In your example, what orchestra pit would not be separated from the audience? Every venue that I have worked in has had a sufficient barrier between the audience and the pit. Where the trick comes in is between the stage and the orchestra pit. In many houses, you have a defined barrier being a distance between the pit and the acceptable working area being approximately six feet. In small houses where there would not be that distance available, most designers would have the floor of the orchestra pit at a difference of height to that of the stage be less than six feet, thus negating the OSHA requirement of a barrier or other methods of fall protection. While working in the theater and the six foot area may be breached, such as during a load-in or strike, every company that I have worked for has policy to reinforce that deliniation with a warning barrier (rope with flags or some other visual/physical means) and with proper training to prevent anyone from exceeding that limitation. 

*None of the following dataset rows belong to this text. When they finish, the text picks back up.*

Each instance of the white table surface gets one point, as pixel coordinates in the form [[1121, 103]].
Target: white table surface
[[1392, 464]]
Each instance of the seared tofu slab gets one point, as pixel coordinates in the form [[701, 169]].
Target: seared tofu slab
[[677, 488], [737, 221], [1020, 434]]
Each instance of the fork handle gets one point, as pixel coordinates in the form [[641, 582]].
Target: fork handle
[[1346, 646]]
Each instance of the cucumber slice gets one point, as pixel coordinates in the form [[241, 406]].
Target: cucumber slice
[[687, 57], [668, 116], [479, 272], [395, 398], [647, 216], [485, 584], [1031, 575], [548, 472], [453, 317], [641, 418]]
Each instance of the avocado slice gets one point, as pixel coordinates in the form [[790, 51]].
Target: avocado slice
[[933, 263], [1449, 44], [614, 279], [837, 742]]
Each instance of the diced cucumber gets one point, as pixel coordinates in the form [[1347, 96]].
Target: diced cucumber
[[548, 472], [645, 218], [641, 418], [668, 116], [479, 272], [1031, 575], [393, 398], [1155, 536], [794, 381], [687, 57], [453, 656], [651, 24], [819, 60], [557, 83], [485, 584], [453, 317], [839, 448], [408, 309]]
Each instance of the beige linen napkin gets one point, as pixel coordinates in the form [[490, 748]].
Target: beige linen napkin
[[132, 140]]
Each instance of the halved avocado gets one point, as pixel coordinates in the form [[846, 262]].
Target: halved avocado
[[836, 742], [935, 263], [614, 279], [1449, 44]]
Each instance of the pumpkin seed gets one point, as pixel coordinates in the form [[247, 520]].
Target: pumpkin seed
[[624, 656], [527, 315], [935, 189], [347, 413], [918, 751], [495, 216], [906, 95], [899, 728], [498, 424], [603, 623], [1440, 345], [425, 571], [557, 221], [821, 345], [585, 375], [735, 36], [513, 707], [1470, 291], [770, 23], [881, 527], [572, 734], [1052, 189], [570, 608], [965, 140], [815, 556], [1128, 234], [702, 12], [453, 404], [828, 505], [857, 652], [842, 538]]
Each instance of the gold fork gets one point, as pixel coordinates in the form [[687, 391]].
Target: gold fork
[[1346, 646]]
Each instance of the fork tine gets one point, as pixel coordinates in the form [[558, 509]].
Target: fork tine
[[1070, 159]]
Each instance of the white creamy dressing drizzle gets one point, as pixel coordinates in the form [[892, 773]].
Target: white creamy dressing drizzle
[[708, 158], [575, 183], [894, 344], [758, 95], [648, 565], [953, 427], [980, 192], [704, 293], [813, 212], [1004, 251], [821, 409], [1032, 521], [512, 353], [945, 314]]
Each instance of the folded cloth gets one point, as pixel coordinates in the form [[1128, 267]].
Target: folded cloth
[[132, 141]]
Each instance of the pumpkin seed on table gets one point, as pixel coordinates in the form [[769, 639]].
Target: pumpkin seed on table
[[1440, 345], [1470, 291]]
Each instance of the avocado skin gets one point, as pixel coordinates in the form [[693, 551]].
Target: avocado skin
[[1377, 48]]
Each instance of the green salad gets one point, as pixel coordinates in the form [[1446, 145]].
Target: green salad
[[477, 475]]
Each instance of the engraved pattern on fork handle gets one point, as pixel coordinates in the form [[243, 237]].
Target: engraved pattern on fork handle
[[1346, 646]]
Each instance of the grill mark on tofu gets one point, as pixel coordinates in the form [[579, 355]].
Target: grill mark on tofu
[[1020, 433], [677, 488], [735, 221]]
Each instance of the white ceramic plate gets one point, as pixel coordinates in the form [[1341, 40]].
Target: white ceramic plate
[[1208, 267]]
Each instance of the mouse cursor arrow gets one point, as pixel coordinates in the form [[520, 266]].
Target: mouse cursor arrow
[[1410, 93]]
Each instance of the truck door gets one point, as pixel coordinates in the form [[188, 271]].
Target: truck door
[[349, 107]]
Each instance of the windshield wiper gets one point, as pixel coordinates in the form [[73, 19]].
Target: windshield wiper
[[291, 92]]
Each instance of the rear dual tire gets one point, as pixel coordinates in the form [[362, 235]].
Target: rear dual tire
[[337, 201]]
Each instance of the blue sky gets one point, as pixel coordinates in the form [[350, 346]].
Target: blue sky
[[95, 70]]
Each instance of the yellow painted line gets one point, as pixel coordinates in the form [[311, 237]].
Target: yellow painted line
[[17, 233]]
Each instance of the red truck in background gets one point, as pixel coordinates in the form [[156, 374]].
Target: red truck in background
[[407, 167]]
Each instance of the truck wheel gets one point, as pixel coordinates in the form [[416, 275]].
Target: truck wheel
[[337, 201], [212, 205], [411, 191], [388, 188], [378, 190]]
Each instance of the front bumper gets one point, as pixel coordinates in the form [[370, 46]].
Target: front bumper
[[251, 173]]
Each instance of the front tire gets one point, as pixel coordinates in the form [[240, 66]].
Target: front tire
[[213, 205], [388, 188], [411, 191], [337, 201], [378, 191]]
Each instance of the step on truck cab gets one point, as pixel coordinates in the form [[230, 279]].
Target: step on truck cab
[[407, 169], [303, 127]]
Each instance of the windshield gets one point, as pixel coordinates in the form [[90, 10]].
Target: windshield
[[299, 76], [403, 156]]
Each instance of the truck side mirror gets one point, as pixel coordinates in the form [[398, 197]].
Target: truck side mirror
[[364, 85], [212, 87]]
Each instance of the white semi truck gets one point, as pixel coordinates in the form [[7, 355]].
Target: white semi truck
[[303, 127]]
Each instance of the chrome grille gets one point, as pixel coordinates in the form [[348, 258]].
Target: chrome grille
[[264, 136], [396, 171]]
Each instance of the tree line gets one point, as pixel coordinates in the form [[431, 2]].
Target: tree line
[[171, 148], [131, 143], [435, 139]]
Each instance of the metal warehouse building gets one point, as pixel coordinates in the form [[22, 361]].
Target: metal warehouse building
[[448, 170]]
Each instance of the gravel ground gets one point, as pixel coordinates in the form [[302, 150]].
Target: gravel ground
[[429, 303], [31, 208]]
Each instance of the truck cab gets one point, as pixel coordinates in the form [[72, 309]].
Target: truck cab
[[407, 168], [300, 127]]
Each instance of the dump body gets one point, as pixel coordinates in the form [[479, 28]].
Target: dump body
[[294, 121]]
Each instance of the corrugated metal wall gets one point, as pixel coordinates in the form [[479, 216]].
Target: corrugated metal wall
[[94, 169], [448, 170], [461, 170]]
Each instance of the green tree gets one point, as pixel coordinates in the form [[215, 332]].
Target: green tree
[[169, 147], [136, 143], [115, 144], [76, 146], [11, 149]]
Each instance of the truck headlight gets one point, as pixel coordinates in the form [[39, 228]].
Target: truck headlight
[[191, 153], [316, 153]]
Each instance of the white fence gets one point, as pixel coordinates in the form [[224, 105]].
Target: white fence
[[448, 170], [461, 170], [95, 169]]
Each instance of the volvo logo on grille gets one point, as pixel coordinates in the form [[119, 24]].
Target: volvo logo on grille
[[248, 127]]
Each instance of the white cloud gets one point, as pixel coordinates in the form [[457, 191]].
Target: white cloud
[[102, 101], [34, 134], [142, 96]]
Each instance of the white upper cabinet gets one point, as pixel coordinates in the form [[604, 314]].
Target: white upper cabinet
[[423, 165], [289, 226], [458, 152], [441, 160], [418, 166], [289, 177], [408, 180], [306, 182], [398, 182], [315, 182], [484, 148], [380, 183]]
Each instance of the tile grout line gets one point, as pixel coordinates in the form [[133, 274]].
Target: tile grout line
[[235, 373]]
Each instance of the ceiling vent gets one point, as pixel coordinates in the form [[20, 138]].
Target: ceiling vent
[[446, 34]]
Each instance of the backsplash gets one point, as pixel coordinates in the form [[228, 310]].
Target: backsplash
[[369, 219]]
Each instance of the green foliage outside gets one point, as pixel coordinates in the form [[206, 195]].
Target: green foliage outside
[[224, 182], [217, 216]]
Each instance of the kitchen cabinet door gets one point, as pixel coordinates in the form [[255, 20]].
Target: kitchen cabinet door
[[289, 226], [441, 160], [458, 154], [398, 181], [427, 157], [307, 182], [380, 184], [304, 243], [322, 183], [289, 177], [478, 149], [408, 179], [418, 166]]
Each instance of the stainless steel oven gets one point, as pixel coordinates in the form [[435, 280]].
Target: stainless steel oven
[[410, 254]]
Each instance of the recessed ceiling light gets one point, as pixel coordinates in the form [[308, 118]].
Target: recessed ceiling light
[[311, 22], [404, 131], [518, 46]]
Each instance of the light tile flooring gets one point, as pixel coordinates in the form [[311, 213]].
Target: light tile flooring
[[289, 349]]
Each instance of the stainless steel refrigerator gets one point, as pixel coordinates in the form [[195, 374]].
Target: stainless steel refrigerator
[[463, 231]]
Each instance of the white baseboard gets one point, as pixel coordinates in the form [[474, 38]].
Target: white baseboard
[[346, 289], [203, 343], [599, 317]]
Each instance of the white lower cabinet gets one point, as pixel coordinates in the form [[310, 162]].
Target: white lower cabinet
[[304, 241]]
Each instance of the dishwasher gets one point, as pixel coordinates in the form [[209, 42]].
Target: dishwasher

Trust me, OSHA does apply to any and all industry in the United States where there are employed individuals. since we have many instances in our industry that apply in the grey area between the General Industry standards and the Construction standards, most OSHA inspectors will look at the industry adopted standards which is the reason why organizations like USITT and ESTA work at creating and submitting these to ANSI. At that point, precedent can be set in the court systems allowing for how incidents of property damage, injury, or death can be resolved. You will not, however, see acceptable standards for doing common practices such as pushing a single man lift along the stage in the erect position or with anyone in the basket. That is why in the article I posted, the opera was fined so heavily. Of course, states with their own occupational safety and heath regulations may work in a slightly different manner.


----------